Tuesday, June 4, 2013
Valentina by Evie Blake
My rating: 2 of 5 stars
As publishers rush to get on the Fifty Shades bandwagon, we can expect a lot more like this. Evie Blake seems to be a jobbing author who can turn out stuff to order, but this is a bit better than a standard cash-in. Nonetheless, it's not great.
There's a story of sorts, as Blake weaves together the lives of two women separated by nearly a century. Or she doesn't, as there is nothing to link the two for most of the novel, such that by the time a link is established the reader has mostly lost interest. The book is populated by clichéd, stock characters who offer few surprises, and there are plenty of descriptions that simply don't ring true.

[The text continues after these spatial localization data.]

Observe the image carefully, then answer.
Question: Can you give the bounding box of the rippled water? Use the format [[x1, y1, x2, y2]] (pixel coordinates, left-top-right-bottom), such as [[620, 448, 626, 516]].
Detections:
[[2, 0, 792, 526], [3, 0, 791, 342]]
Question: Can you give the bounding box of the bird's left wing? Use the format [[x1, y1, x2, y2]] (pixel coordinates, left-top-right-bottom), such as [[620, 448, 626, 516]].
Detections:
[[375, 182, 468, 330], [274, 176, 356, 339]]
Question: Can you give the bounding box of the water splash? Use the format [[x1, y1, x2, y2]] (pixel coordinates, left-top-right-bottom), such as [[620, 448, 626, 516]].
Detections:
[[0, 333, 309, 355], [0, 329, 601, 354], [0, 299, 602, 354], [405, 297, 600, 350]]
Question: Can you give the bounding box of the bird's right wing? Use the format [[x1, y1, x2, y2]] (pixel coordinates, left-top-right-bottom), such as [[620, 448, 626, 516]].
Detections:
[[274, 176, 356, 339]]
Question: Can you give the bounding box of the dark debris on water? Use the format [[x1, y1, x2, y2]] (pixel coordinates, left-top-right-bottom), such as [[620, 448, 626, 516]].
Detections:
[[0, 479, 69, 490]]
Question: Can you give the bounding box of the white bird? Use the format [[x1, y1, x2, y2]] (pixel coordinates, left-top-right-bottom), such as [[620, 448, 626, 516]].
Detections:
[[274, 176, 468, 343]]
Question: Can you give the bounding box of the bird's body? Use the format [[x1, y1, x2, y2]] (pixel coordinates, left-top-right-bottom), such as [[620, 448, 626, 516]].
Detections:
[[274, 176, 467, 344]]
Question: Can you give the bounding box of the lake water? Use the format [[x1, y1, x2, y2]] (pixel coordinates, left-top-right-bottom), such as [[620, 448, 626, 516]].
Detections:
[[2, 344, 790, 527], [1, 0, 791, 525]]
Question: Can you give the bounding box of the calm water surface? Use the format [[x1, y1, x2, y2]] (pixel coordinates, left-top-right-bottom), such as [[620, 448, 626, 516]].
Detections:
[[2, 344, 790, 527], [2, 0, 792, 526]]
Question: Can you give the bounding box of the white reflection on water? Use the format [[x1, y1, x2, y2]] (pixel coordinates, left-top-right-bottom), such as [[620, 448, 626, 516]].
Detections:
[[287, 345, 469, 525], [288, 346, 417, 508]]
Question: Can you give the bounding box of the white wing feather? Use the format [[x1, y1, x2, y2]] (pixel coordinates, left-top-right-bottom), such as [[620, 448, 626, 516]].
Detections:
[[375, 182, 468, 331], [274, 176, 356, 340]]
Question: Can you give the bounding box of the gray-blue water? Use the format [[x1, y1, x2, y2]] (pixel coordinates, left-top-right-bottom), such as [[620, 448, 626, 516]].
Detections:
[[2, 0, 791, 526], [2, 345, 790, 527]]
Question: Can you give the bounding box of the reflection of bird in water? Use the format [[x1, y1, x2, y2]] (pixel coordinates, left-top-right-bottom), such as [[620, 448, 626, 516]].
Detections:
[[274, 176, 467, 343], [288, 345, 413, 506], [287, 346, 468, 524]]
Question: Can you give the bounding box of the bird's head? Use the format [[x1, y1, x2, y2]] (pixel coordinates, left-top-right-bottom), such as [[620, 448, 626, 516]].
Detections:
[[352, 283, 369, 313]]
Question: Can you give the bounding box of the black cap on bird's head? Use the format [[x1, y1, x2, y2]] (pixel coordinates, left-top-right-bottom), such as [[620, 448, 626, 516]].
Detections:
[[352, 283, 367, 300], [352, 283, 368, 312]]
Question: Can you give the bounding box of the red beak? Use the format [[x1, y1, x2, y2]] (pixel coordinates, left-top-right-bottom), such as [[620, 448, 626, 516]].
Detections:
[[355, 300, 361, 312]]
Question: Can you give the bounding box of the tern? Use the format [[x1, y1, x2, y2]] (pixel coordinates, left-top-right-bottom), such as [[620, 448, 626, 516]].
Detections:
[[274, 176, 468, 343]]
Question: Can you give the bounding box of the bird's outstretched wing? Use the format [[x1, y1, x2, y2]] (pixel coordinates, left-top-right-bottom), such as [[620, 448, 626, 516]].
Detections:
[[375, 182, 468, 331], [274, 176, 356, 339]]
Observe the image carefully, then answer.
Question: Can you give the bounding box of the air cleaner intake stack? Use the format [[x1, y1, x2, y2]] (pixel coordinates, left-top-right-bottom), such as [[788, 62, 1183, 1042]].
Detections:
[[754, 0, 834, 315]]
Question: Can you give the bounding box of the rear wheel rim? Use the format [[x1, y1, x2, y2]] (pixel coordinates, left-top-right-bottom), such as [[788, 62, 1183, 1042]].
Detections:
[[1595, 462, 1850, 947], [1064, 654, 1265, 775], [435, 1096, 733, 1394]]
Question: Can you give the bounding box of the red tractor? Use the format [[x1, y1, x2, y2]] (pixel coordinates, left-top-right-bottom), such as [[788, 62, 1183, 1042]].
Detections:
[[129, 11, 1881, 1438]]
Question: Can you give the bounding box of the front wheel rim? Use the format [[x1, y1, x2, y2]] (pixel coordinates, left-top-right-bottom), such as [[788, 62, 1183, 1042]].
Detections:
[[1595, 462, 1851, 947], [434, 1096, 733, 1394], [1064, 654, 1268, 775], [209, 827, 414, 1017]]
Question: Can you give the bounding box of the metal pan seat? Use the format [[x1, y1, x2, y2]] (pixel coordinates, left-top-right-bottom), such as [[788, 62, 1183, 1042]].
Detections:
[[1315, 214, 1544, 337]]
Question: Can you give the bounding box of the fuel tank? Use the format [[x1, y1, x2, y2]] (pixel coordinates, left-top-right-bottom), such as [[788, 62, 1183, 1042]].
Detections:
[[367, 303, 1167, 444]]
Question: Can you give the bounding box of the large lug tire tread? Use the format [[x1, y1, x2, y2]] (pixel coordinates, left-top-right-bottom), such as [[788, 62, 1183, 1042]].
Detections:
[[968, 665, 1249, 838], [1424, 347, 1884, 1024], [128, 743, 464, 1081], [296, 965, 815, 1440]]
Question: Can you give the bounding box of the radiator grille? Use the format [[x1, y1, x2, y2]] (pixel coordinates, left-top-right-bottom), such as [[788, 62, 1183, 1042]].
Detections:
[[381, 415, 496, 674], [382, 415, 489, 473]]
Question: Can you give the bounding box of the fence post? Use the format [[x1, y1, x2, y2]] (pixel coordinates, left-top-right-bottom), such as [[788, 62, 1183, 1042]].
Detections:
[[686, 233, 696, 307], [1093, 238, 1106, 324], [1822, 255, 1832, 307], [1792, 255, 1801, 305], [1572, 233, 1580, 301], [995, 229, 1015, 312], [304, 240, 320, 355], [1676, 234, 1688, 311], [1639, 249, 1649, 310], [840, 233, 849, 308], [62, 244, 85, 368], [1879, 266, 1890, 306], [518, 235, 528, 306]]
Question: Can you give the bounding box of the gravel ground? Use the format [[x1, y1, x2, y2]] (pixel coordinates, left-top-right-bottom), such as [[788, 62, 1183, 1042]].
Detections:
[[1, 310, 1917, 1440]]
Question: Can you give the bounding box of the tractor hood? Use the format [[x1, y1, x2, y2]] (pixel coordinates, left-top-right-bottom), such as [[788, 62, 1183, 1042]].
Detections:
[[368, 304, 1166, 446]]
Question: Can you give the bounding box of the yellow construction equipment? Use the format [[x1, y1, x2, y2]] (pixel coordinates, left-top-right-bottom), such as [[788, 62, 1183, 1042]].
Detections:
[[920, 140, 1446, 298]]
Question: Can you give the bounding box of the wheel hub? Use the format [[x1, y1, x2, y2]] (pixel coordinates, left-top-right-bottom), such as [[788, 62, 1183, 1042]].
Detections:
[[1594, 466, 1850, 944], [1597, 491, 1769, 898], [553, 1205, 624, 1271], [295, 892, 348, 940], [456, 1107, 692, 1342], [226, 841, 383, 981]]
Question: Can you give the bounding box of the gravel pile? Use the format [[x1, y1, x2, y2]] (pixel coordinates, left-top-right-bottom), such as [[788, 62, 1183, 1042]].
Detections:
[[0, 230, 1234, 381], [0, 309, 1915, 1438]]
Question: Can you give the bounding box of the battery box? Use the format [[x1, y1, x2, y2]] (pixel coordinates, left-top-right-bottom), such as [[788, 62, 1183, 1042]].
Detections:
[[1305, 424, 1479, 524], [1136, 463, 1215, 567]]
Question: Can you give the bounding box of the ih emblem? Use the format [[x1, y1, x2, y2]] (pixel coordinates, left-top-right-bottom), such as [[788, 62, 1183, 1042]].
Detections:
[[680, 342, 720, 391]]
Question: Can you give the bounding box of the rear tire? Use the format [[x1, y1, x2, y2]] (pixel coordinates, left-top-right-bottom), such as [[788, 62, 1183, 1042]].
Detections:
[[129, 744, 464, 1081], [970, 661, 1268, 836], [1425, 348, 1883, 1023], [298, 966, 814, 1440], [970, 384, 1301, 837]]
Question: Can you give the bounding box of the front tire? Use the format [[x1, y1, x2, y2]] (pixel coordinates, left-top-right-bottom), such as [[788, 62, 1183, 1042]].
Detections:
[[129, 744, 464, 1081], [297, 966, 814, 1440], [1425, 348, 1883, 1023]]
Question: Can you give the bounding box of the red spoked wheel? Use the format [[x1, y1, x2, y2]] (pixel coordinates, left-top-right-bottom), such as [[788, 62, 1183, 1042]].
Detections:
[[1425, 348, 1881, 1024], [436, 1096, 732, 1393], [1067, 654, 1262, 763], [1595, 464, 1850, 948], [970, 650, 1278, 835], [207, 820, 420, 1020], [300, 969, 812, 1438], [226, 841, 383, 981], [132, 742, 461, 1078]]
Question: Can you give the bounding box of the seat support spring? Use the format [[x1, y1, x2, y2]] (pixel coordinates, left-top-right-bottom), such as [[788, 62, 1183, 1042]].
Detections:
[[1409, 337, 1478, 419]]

For instance, Valentina describes in great detail how she uses an old film camera to photograph the reflection of her face and then her most intimate parts in the water of a canal: a feat that would require gravity-defying contortions beyond what the laws of physics will allow; while forgetting that all she would see in the resulting photographs would be the reflection of the camera itself.
The descriptions of sexual activity - and there are a lot of them - are not inspired but are decent enough and Blake maintains an air of mystery throughout. I found that it stretched plausibility too far, but other readers might be more tolerant. I also found the concept of liberation through sex depended too much on female submission to male desire, which isn't very liberating at all.